PERSISTÊNCIAS DAS VELHAS MANEIRAS DE PENSAR


SOBRE A INFÂNCIA NO SÉCULO XX
Até os anos 1960, os pesquisadores consideravam a criança como “organismo
incompleto”, que evoluía em direções distintas, em resposta a estímulos diferenciados. Vemos
que mais uma vez, a idade adulta era a etapa fundamental da vida, para qual a infância não
passava de uma preparação e, assim, o importante era encontrar formas de transformar a
criança imatura, irracional, incompetente, associal e acultural em um adulto maduro, racional
competente, social e autônomo. Esse modo de pensar pode ter criado um obstáculo para a
pesquisa sobre a criança, permanecendo o sentimento de que a infância era um fenômeno de
pouco interesse para os pesquisadores.
Em 1990 os sociólogos Alan Prout e Allison James apontavam para o surgimento de um
novo paradigma para a sociologia da infância, baseado em seis aspectos fundamentais. Em
1998 esses autores, juntamente com Chris Jenks, defenderam abordagens sociológicas, das
quais três são consideradas relevantes para os historiadores:
 A infância deve ser compreendida como uma construção social, de modo que os termos
“criança” e “infância” serão compreendidos de formas distintas por sociedades diferentes,
afinal a imaturidade das crianças é um fato biológico, mas a forma como ela é compreendida
e como atribuem significados é um fato cultural.

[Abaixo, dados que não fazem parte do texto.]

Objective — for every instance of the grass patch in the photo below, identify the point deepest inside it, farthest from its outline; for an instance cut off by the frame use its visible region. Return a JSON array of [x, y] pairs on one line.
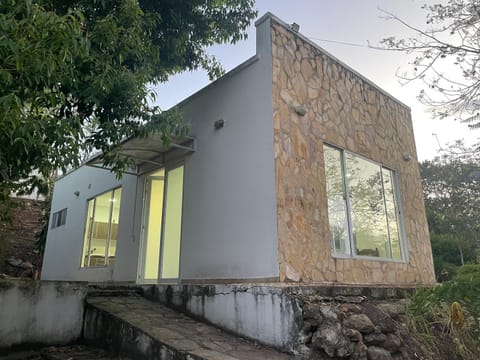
[[447, 317]]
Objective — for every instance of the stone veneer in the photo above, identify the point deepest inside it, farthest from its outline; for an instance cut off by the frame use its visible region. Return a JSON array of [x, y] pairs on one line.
[[345, 110]]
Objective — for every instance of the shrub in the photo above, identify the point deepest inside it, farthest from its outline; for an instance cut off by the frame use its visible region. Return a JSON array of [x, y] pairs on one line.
[[450, 312]]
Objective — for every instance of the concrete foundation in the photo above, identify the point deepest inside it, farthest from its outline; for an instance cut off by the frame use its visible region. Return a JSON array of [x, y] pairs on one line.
[[270, 314], [40, 312]]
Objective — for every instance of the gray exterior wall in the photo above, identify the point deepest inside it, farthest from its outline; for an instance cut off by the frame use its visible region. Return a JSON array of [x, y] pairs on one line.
[[65, 243], [229, 228], [229, 222]]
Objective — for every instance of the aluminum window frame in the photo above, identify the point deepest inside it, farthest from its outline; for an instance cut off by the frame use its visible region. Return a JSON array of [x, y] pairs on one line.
[[89, 227], [352, 254]]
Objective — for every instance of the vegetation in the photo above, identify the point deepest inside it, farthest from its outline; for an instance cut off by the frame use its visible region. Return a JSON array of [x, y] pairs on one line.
[[76, 75], [446, 58], [451, 186], [448, 316]]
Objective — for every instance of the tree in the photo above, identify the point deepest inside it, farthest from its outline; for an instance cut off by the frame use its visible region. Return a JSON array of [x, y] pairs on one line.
[[77, 75], [451, 187], [446, 58]]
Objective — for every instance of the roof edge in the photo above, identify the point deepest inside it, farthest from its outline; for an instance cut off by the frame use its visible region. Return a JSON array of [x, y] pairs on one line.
[[287, 27]]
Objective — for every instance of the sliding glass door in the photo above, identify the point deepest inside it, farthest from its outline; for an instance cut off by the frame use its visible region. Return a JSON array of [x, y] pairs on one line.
[[162, 224]]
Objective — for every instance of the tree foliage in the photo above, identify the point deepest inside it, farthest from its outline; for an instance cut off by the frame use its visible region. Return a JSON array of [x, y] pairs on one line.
[[78, 75], [451, 186], [446, 58]]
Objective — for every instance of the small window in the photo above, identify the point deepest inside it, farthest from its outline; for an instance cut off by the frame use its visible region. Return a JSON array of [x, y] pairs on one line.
[[101, 229], [363, 207], [59, 218]]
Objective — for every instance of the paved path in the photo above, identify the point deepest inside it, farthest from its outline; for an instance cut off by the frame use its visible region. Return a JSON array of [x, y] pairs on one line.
[[74, 352], [181, 332]]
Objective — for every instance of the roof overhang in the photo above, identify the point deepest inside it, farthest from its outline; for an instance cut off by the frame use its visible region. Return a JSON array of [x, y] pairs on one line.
[[149, 153]]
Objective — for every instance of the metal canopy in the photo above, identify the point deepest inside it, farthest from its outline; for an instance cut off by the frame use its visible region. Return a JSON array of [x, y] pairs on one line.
[[149, 153]]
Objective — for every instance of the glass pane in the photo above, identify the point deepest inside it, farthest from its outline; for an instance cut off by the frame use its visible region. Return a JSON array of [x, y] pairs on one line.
[[337, 207], [112, 245], [173, 224], [392, 213], [154, 226], [369, 220], [98, 242], [88, 228]]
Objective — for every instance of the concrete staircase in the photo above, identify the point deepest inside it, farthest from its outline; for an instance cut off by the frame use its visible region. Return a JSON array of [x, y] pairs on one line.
[[129, 325]]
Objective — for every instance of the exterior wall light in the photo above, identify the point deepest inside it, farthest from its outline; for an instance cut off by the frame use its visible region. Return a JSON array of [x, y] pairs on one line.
[[219, 124], [300, 110], [407, 157], [295, 27]]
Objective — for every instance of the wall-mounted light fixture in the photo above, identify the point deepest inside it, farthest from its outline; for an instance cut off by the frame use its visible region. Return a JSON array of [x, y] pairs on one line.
[[300, 110], [219, 124], [295, 27], [407, 157]]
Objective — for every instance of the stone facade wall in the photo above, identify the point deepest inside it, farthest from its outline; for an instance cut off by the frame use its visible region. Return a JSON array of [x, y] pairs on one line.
[[345, 110]]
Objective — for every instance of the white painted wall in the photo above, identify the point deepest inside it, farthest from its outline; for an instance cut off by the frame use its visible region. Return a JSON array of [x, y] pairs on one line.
[[229, 214], [65, 243], [229, 228], [47, 313]]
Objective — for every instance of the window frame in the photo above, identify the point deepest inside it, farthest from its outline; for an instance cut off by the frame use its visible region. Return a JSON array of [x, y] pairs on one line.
[[86, 227], [60, 214], [352, 253]]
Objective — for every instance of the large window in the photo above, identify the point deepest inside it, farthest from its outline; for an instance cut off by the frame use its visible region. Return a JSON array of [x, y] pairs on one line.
[[101, 229], [363, 209]]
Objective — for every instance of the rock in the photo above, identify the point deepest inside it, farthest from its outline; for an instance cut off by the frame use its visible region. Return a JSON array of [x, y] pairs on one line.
[[307, 327], [14, 262], [359, 352], [328, 313], [26, 265], [350, 308], [379, 318], [331, 340], [359, 322], [392, 343], [354, 335], [394, 310], [291, 274], [376, 353], [375, 339], [312, 315]]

 A criança é uma variável da análise social, a ser analisada em conjunto com outras,
como a famosa tríade classe, gênero e etnicidade. Uma categoria relacionada à idade, como
a infância, não pode ser investigada sem que se faça referência a outras formas de
diferenciação social que a intersectam. Uma infância de classe média será diferente daquela
vivida no seio da classe trabalhadora, os meninos provavelmente não serão criados da
mesma forma que as meninas etc.
 As crianças devem ser consideradas como partes ativas na determinação de suas vidas
e das vidas daqueles que estão a seu redor, afinal, as relações entre adultos e crianças
podem ser descritas como uma forma de interação, na qual os pequenos têm cultura própria
ou sucessão delas (as crianças não são receptáculos passivos dos ensinamentos dos
adultos, como pensavam os neobehavioristas; pesquisas sociais recentes indicam ser um
engano atribuir aos pais o papel de modelo e às crianças o de seguidoras).